Un escritor insoportable
Maldito, impugnado y postergado, Miller era un provocador, estaba dispuesto a que los lectores se pelearan con él; especialmente las feministas que le escuchaban con odio hablar de “esa gran Puta que es la mujer”, cuando en El universo de la muerte dice: “¡Ya no habrá maldición! En adelante no habrá ya pecado, no habrá culpa, no habrá represiones, no habrá anhelos, no habrá el dolor de la separación. El fin se consuma: el hombre retorna al seno materno”. Al útero, que es la tierra, la fecundidad, la vida y sus inacabables posibilidades. La gran educadora de Miller fue la calle: “Las calles eran mis amigas y me hablaban el idioma triste y amargo de la miseria humana”2. Caminante infatigable, receptivo “como una esponja”, enamorado de la vida, intrigado por los seres y las cosas, observaba y anotaba todo para su posterior utilización bajo un punto de vista más original y divertido.
Su novela Trópico de Cáncer, que para muchos constituye su obra maestra y para otros un horror, busca intranquilizar al lector con abundantes escenas de la fascinante Mona (que fue June, su mujer), cuya hermosa cabeza descansa en una almohada infestada de piojos —bichos repelentes que no son una compañía agradable para nadie—; esas escenas van acompañadas de una incandescente descripción de olores y sabores, crudos y reales, donde no cabe la vergüenza. Miller, en no pocas páginas, hace erizar los pelos de los custodios del cuerpo impoluto y nos impele a reconciliarnos con nuestro instinto. Importa poco si sus relatos son veraces o cargados de ficción; lo que sí es importante es que este novelista —enfermo de espontaneidad— poseía un tremendo don de malicia cuando narraba: él sabía de lo terrible y nefasto que resulta un escritor sin malicia.

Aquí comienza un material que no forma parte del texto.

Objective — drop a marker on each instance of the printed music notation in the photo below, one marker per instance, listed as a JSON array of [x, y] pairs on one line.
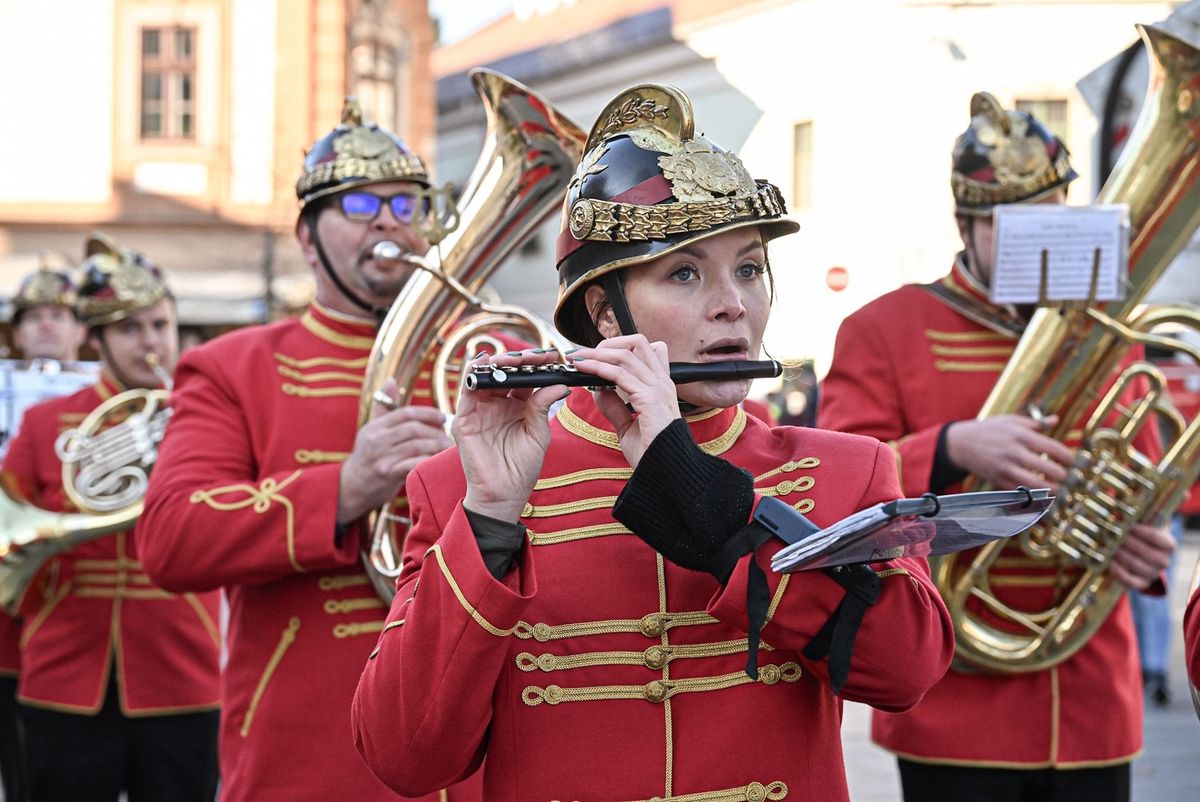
[[1069, 238]]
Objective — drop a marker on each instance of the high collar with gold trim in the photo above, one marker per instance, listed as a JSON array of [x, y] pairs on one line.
[[339, 329], [715, 431]]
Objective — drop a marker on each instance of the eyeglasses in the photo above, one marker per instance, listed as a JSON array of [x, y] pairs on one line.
[[364, 207]]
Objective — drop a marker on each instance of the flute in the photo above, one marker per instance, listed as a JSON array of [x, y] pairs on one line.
[[487, 377]]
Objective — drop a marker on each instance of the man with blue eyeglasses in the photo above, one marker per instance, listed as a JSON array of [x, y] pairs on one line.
[[263, 480]]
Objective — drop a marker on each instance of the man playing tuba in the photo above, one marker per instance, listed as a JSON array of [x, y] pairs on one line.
[[262, 482], [913, 367], [119, 677]]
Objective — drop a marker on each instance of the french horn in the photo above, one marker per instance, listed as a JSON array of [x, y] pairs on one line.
[[1066, 354], [529, 153]]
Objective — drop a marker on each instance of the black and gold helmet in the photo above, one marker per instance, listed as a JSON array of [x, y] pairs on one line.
[[357, 154], [1006, 157], [117, 282], [646, 186], [47, 286]]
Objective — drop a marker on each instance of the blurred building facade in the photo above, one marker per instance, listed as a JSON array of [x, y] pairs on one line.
[[179, 127], [851, 108]]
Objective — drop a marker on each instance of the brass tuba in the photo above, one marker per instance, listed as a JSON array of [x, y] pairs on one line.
[[529, 154], [1067, 353], [106, 462]]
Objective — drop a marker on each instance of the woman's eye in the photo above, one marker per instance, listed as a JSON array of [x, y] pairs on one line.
[[687, 273]]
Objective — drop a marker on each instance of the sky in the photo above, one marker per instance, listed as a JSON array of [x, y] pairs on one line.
[[460, 18]]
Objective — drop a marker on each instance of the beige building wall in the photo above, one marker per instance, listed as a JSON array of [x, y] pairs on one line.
[[215, 209]]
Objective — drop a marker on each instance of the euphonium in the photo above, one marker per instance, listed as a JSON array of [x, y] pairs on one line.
[[529, 154], [1065, 357], [106, 464]]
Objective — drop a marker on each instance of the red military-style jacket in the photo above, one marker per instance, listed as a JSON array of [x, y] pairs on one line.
[[94, 608], [245, 497], [598, 671], [905, 365]]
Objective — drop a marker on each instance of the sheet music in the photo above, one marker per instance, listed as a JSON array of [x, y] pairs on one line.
[[1069, 235]]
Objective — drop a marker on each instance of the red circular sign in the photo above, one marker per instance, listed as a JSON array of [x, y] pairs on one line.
[[837, 279]]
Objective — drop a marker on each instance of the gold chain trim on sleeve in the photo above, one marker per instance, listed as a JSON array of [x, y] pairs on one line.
[[589, 474], [787, 467], [580, 428], [652, 626], [317, 361], [579, 533], [655, 657], [319, 391], [581, 506], [751, 792], [321, 376], [341, 582], [361, 628], [286, 640], [259, 498], [436, 550], [315, 456], [337, 606], [659, 690]]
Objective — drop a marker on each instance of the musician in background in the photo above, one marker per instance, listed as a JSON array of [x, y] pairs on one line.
[[913, 367], [47, 331], [611, 650], [119, 677], [263, 479]]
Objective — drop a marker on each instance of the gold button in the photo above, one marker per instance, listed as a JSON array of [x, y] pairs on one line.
[[655, 657], [655, 690]]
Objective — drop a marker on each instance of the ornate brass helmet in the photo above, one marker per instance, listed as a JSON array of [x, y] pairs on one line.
[[355, 154], [646, 186], [48, 286], [117, 282], [1006, 157]]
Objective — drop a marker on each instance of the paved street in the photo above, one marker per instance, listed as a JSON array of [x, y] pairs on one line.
[[1168, 771]]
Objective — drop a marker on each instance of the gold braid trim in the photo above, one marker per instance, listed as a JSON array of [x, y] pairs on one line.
[[317, 361], [751, 792], [286, 640], [652, 626], [580, 428], [654, 657], [589, 474], [319, 376], [659, 690], [553, 510], [261, 497], [436, 550], [579, 533]]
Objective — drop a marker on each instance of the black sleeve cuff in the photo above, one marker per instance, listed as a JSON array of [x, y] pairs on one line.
[[945, 472], [498, 542], [683, 502]]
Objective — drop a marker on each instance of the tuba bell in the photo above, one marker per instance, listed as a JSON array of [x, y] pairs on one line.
[[1066, 354], [529, 154]]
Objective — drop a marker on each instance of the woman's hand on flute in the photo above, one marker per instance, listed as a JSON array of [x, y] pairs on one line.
[[642, 372], [502, 438]]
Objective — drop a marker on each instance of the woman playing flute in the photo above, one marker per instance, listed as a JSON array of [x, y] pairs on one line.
[[587, 606]]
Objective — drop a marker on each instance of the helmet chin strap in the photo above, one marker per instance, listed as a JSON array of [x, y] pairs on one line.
[[377, 312]]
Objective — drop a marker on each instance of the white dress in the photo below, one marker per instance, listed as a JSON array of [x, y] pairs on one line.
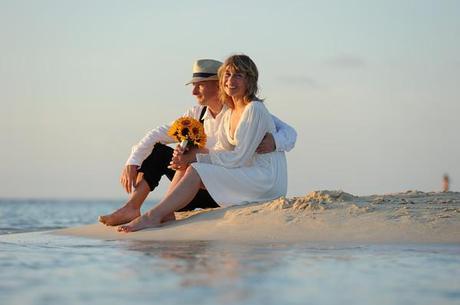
[[234, 173]]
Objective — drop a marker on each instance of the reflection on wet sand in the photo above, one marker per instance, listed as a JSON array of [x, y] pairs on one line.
[[209, 263]]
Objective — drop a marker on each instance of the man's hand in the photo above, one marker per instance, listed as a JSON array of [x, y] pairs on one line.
[[128, 177], [267, 145]]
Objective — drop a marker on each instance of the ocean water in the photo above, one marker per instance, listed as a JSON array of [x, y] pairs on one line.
[[41, 268]]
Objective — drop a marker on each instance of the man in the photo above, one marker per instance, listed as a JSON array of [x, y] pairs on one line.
[[152, 157]]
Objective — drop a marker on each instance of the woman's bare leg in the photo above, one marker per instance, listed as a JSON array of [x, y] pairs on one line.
[[179, 197]]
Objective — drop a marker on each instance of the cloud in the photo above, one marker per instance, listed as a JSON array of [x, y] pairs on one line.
[[346, 61]]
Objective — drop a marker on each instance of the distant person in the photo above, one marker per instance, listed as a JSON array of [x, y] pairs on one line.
[[151, 156], [445, 183], [233, 173]]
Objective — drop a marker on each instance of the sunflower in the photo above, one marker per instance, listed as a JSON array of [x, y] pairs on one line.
[[190, 130]]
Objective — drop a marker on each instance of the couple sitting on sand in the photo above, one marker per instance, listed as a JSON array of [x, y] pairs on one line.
[[243, 161]]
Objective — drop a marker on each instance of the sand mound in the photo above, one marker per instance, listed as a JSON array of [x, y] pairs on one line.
[[412, 216]]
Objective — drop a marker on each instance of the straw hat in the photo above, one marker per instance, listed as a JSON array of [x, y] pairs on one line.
[[204, 70]]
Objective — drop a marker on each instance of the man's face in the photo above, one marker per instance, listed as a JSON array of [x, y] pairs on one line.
[[205, 91]]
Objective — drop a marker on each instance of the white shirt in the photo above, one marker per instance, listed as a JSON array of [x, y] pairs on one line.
[[285, 137]]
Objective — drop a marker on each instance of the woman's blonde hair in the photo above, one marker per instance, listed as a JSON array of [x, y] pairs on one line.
[[242, 64]]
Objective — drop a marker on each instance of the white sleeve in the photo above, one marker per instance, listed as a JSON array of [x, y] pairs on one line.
[[285, 136], [252, 129], [144, 147]]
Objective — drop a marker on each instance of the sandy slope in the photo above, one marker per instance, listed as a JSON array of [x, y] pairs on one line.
[[411, 216]]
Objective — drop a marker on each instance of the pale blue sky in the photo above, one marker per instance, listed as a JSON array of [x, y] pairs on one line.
[[370, 86]]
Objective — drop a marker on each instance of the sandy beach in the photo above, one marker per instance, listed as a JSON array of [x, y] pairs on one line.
[[337, 216]]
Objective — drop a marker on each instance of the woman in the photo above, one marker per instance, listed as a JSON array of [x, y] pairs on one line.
[[234, 173]]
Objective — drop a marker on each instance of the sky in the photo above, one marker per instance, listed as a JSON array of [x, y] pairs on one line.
[[370, 86]]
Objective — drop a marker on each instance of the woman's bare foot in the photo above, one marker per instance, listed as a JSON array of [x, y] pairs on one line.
[[122, 215], [147, 220]]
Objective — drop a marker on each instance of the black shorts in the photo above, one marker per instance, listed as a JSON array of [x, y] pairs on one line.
[[156, 165]]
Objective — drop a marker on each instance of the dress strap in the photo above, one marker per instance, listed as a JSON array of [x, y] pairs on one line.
[[203, 111]]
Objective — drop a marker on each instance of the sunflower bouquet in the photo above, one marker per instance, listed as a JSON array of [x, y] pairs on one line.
[[188, 131]]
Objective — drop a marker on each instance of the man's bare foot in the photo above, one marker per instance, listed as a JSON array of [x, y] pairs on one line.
[[122, 215], [147, 220]]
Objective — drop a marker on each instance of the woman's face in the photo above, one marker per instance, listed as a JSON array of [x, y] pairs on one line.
[[235, 83]]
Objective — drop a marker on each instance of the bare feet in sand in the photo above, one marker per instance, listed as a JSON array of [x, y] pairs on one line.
[[122, 215], [147, 220]]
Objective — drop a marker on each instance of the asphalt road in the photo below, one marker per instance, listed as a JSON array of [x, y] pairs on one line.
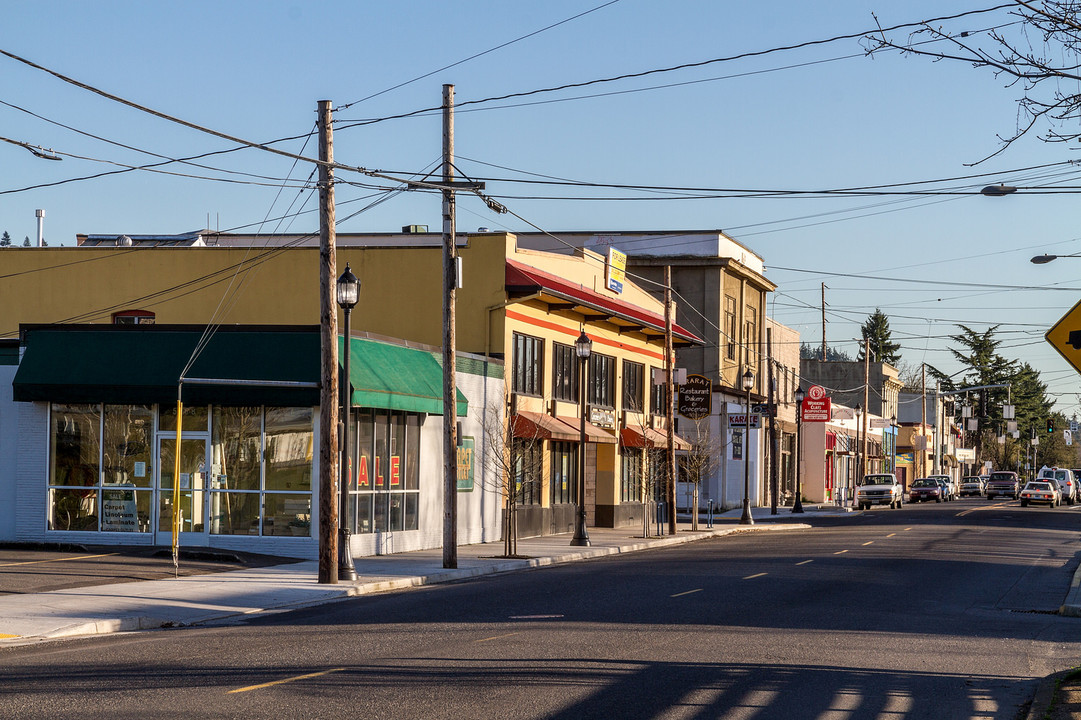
[[933, 611]]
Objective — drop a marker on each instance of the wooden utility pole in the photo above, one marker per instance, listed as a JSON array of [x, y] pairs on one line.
[[867, 408], [923, 421], [670, 403], [450, 385], [774, 450], [328, 328], [824, 322]]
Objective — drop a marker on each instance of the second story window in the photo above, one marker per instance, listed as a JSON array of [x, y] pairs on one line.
[[564, 373], [529, 360], [632, 376], [601, 388], [730, 327], [657, 397]]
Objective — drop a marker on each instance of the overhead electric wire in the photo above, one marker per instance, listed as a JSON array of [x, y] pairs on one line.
[[480, 54], [683, 66]]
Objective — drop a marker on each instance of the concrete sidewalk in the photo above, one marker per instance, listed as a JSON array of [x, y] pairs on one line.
[[35, 617]]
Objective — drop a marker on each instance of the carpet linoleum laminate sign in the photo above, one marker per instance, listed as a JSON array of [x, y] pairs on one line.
[[816, 405]]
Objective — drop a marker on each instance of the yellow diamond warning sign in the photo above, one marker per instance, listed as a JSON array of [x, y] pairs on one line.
[[1065, 336]]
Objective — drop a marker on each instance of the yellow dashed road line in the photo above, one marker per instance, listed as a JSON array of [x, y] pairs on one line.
[[279, 682]]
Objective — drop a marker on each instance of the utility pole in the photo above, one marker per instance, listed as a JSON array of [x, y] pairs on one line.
[[670, 402], [450, 384], [824, 322], [773, 429], [923, 420], [328, 327], [867, 408]]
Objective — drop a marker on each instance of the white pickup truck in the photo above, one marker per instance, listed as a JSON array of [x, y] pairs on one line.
[[881, 489]]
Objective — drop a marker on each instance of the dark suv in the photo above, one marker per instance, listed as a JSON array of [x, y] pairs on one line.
[[1002, 482]]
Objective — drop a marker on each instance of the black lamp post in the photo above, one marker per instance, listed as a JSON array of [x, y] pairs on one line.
[[348, 292], [583, 347], [746, 519], [798, 505]]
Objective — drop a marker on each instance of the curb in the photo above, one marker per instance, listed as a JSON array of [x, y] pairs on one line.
[[344, 590]]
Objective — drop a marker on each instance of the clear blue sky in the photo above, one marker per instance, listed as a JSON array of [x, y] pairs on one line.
[[815, 118]]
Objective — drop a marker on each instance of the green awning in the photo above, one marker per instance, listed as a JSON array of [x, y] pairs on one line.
[[396, 377], [141, 364], [133, 364]]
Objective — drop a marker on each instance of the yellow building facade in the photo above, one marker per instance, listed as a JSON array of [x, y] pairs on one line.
[[525, 307]]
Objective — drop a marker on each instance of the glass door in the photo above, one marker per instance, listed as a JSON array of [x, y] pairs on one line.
[[192, 484]]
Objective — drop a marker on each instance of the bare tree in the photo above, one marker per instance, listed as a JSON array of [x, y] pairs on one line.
[[515, 458], [1036, 51], [705, 455]]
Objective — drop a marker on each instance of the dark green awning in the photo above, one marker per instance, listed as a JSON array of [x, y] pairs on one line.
[[396, 377], [133, 365]]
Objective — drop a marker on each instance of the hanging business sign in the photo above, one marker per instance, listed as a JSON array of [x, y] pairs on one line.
[[816, 405], [695, 397], [466, 463], [739, 420], [615, 270]]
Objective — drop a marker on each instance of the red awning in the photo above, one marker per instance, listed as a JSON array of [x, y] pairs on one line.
[[594, 434], [526, 279], [646, 437], [539, 426]]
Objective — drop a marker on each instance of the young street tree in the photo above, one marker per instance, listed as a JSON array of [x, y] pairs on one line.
[[878, 335], [1036, 52]]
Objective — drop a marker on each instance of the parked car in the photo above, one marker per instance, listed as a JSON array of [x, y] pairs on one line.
[[1065, 479], [1004, 483], [972, 484], [1040, 491], [925, 489], [952, 487], [880, 489]]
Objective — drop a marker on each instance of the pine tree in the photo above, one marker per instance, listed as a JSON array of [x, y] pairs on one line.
[[877, 334]]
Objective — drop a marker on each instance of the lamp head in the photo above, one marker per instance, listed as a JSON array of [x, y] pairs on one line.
[[583, 346], [348, 289]]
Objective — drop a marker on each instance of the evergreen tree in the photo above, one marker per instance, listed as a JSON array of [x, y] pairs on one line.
[[876, 332], [814, 352]]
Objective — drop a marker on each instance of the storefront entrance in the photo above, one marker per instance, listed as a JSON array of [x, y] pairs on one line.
[[192, 487]]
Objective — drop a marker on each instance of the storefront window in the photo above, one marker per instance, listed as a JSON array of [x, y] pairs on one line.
[[630, 475], [128, 468], [75, 463], [196, 418], [289, 438], [387, 494], [564, 471], [236, 468]]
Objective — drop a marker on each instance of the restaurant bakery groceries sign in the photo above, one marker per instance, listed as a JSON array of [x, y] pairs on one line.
[[816, 405]]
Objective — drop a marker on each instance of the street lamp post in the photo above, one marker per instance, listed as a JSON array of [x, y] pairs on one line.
[[746, 519], [348, 292], [583, 347], [798, 505], [859, 447]]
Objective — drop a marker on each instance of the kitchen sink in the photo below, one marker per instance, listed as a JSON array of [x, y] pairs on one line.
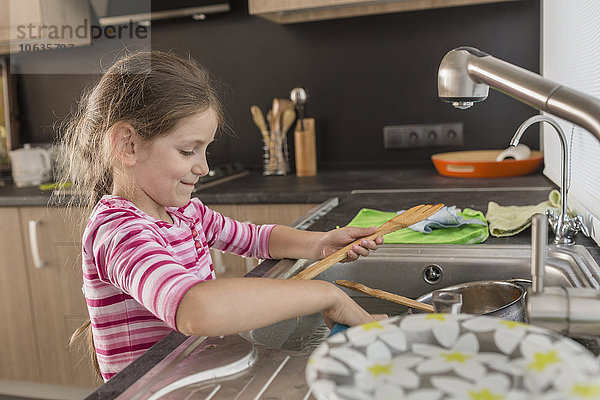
[[414, 270], [270, 362]]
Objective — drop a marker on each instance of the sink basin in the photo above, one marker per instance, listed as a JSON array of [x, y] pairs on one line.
[[414, 270]]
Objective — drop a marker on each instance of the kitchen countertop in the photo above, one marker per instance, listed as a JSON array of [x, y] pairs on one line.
[[257, 189], [387, 190]]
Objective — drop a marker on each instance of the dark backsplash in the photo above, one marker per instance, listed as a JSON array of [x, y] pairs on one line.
[[361, 74]]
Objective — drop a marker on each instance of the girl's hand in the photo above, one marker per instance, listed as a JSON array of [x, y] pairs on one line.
[[338, 238], [345, 311]]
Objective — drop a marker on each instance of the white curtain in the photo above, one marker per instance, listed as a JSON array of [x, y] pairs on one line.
[[571, 56]]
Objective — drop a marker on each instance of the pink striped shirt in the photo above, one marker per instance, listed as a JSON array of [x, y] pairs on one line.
[[136, 270]]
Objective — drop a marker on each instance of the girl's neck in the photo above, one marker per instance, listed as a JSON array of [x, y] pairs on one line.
[[148, 206]]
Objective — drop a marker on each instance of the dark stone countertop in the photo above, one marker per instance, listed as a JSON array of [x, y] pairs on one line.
[[386, 190], [254, 188]]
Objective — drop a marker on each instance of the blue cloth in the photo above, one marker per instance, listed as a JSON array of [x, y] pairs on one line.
[[337, 328], [447, 217]]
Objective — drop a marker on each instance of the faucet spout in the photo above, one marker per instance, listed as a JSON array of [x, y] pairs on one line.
[[564, 227], [564, 175], [466, 73]]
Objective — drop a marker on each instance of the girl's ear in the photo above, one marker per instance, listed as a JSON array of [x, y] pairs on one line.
[[123, 142]]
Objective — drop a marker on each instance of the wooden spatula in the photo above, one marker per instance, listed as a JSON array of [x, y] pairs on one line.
[[382, 294], [404, 220]]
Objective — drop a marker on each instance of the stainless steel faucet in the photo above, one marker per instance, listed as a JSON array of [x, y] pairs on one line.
[[465, 76], [466, 73], [571, 311], [563, 226]]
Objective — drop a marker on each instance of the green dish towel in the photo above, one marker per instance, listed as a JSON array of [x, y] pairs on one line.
[[464, 234], [510, 220]]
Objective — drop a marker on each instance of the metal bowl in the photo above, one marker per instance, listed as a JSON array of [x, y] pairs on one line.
[[494, 298]]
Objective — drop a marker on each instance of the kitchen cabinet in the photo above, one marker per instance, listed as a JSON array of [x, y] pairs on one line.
[[229, 265], [19, 360], [38, 25], [42, 303], [52, 244], [292, 11]]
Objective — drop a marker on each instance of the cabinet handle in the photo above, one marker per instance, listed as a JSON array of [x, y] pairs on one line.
[[35, 250]]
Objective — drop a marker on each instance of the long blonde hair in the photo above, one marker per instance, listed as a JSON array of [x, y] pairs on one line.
[[151, 91]]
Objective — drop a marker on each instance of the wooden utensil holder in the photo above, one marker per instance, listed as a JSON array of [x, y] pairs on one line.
[[305, 147]]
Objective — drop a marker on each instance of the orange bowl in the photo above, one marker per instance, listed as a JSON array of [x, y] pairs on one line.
[[483, 164]]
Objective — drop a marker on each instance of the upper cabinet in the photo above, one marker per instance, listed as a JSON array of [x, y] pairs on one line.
[[39, 25], [292, 11]]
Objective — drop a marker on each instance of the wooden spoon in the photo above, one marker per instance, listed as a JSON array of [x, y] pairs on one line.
[[404, 220], [382, 294], [259, 121]]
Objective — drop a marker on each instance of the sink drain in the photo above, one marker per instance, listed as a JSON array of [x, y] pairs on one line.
[[432, 274]]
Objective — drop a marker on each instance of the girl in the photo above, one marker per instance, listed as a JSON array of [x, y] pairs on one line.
[[134, 150]]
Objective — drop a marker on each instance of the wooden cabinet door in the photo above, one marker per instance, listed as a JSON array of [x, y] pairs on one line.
[[58, 302], [19, 360]]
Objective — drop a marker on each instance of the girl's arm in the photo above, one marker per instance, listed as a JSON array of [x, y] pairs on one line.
[[232, 305], [286, 242]]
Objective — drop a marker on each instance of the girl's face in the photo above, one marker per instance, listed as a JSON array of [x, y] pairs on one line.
[[167, 167]]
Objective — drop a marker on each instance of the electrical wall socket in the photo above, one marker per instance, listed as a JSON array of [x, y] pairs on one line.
[[430, 135]]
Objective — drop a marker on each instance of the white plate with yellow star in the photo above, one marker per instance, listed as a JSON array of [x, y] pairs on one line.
[[443, 356]]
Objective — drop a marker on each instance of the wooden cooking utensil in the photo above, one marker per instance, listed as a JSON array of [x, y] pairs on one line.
[[404, 220], [382, 294], [259, 121]]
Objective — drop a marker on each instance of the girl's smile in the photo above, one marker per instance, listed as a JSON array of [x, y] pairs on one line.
[[167, 168]]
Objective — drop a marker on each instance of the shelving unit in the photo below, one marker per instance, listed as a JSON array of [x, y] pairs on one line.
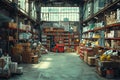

Miller cuestiona el falso erotismo: a pesar de narrar hasta el cansancio coitos y acuestes con vampiresas, putas, esposas de amigos, etc., no llega a lo pornográfico; mantiene su calidad artística hasta la última línea, porque él no fue un resentido sexual. Su obsesión por lo erótico apunta sobre todo a cuestionar aquello que se ha establecido como un rito íntimo y oculto, sacro y pecaminoso. Él, como los clásicos italianos Bocaccio y Petronio, sacó a plena luz el sexo; pero haciéndolo con desfachatez, que para muchos resulta hasta grosero, porque invita a presenciar las descargas que practican los miembros de una clase decadente en valores: la burguesía. Los señoritos reprimidos que dan rienda suelta a sus caprichos en las vacaciones, practican la promiscuidad, la infidelidad y las orgías. El erotismo así concebido no es sino un lujo más de esa clase.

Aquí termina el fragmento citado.